Cuando se evocan los 60 años que han trascurrido de aquel acontecimiento vienen a la mente muchos sufrimientos que la Revolución borró para siempre, pero también se piensa que los tiempos actuales han de seguir teniendo a la juventud como una trinchera muy fuerte. Ese sector debe pensar hoy cuál es su 13 de Marzo, precisamente allí, donde interactúa con lo cotidiano, donde siente que es más útil a la Patria. Debe defender sus ideas con la impronta, la rebeldía y la pasión que caracteriza a las nuevas generaciones.

Guía y sostén de la nación son los jóvenes de hoy y deben encarnar el pensamiento de Echeverría cuando alegó que “es preciso mantener viva la fe en la lucha revolucionaria aunque perezcamos todos sus líderes, ya que nunca faltarán hombres decididos y capaces que ocupen nuestros puestos, pues, como dijera el Apóstol, cuando no hubiera hombres se levantarían las piedras para luchar por la libertad de nuestra Patria”.

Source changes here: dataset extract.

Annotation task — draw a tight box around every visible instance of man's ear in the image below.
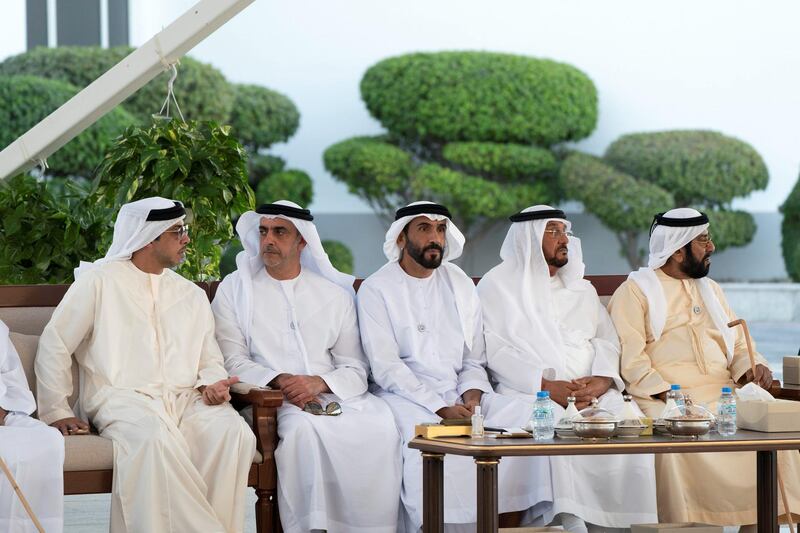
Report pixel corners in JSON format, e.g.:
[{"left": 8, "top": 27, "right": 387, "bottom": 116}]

Eso lo señaló el 13 de Marzo, eso lo demostraron los jóvenes que siguieron abriendo fuego a la tiranía hasta que se conquistó la justicia y los que han continuado las mejores tradiciones de nuestro pueblo y lo han acompañado resueltamente estos años difíciles, de carencias y de supervivencia de la nación frente a la voracidad del imperio. “Esta Revolución es afortunadamente una Revolución de hombres jóvenes. Y hacemos votos porque sea siempre una revolución de hombres jóvenes”, como afirmó Fidel, el 13 de marzo de 1966.